Colmiamo il divario, perché sappiamo che, per poter mettere il nostro futuro al primo posto, dobbiamo prima mettere da parte le nostre differenze.
Abbandoniamo le braccia ai fianchi così da poterci sfiorare l’uno con l’altro.
Non cerchiamo di ferire il prossimo, ma cerchiamo un’armonia che sia per tutti.
Lasciamo che il mondo, se non altri, ci dica che è vero:
Che anche nel lutto, possiamo crescere.
Che nel dolore, possiamo trovare speranza.
Che nella stanchezza, avremo la consapevolezza di averci provato.
Che saremo legati per l’eternità, l’uno all’altro, vittoriosi.
Non perché ci saremo liberati della sconfitta, ma perché non dovremo più essere testimoni di divisioni.
Le Scritture ci dicono di immaginare che ciascuno possa sedere sotto la propria vite e il proprio albero di fico e lì non essere spaventato.
Se vorremo essere all’altezza del nostro tempo, non dovremo cercare la vittoria nella lama di un’arma, ma nei ponti che avremo costruito.
Essere americani è più di un orgoglio che ereditiamo.
È il passato in cui entriamo ed è il modo in cui lo ripariamo.
Fateci vivere in un Paese che sia migliore di quello che abbiamo lasciato.
Con ogni respiro di cui il mio petto martellato in bronzo sia capace, trasformeremo questo mondo ferito in un luogo meraviglioso.
Risorgeremo dalle colline dorate dell’Ovest.
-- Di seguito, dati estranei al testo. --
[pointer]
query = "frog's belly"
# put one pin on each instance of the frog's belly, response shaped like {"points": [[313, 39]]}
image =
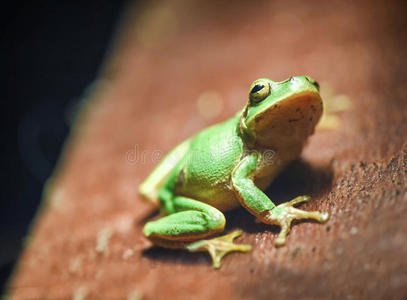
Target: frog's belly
{"points": [[220, 196]]}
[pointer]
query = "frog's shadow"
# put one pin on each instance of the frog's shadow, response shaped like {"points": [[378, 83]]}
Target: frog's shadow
{"points": [[299, 178]]}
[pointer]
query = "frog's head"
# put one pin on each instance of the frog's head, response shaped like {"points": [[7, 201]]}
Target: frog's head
{"points": [[281, 115]]}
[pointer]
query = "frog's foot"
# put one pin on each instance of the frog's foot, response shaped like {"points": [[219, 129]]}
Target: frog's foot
{"points": [[285, 213], [219, 247]]}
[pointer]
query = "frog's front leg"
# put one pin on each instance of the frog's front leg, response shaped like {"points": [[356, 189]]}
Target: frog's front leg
{"points": [[255, 201], [186, 227]]}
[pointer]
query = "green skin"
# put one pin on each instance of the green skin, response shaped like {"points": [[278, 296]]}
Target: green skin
{"points": [[230, 164]]}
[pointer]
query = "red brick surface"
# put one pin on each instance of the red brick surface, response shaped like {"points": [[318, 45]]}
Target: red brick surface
{"points": [[87, 238]]}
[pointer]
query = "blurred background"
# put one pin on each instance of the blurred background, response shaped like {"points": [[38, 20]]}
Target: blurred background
{"points": [[50, 53]]}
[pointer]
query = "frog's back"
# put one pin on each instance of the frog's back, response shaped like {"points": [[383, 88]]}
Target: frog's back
{"points": [[207, 167]]}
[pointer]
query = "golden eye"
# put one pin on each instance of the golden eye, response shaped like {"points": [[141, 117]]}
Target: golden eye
{"points": [[259, 90]]}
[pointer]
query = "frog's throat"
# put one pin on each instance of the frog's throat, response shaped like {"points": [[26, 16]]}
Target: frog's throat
{"points": [[248, 136]]}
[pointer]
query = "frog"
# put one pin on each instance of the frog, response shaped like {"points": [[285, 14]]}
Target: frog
{"points": [[230, 165]]}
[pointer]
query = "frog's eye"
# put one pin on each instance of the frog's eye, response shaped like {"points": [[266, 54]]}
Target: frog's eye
{"points": [[259, 90]]}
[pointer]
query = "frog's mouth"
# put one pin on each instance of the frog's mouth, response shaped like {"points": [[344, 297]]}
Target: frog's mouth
{"points": [[288, 122]]}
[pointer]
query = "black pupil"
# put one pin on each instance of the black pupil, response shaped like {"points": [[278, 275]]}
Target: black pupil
{"points": [[257, 88]]}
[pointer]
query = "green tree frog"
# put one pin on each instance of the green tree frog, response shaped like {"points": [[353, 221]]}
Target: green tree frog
{"points": [[231, 164]]}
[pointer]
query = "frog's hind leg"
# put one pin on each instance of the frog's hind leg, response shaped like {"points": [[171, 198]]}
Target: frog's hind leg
{"points": [[186, 228]]}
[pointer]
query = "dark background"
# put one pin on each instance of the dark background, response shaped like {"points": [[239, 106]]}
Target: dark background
{"points": [[51, 51]]}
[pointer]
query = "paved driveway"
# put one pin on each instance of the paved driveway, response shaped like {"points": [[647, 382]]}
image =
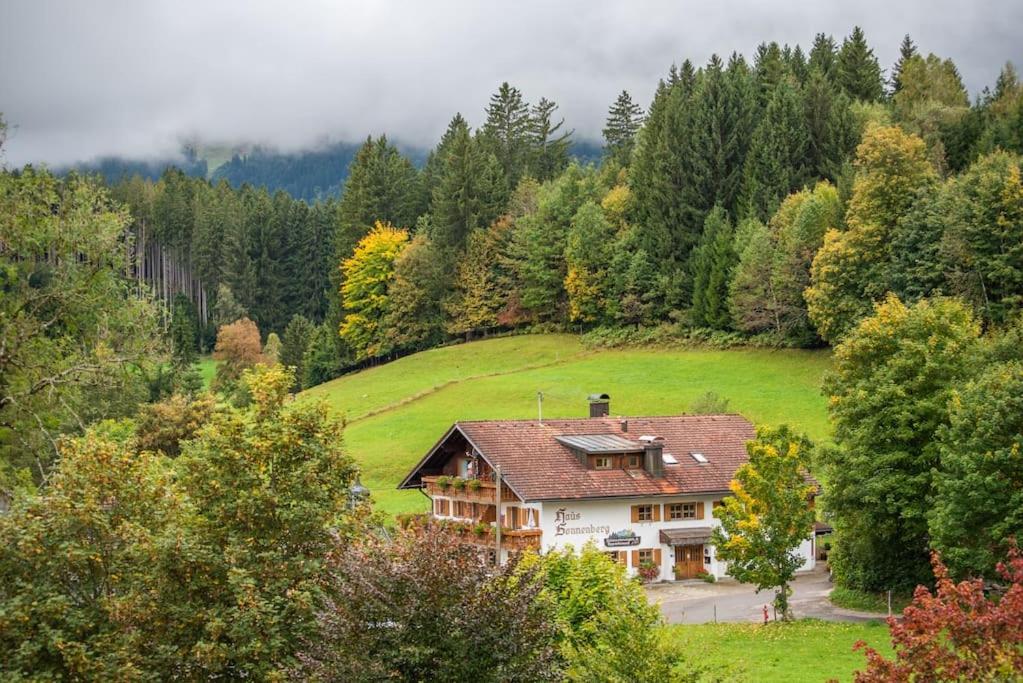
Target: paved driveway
{"points": [[698, 602]]}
Risorgeremo dal Nord-Est spazzato dal vento, in cui i nostri antenati, per primi, fecero la rivoluzione.
Risorgeremo dalle città circondate dai laghi, negli stati del Midwest.
Risorgeremo dal Sud baciato dal sole.
Ricostruiremo, ci riconcilieremo e ci riprenderemo.
In ogni nicchia nota della nostra nazione, in ogni angolo chiamato Paese,
La nostra gente, diversa e bella, si farà avanti, malconcia eppure stupenda.
Quando il giorno arriverà, faremo un passo fuori dall’ombra, in fiamme e senza paura.
Una nuova alba sboccerà, mentre noi la renderemo libera.
Perché ci sarà sempre luce,
Finché saremo coraggiosi abbastanza da vederla.
Finché saremo coraggiosi abbastanza da essere noi stessi luce”.
Brava, Amanda.
La bellezza e l’entusiasmo, in queste tue parole, del viversi uniti, compatti, affiatati e coesi.
Senza che ciò significhi porsi “contro” o “prima” di qualcun altro.
Niente tumori, insomma.
Quando l’ha scritta?
L’ha scritta, con la memoria ancora fresca.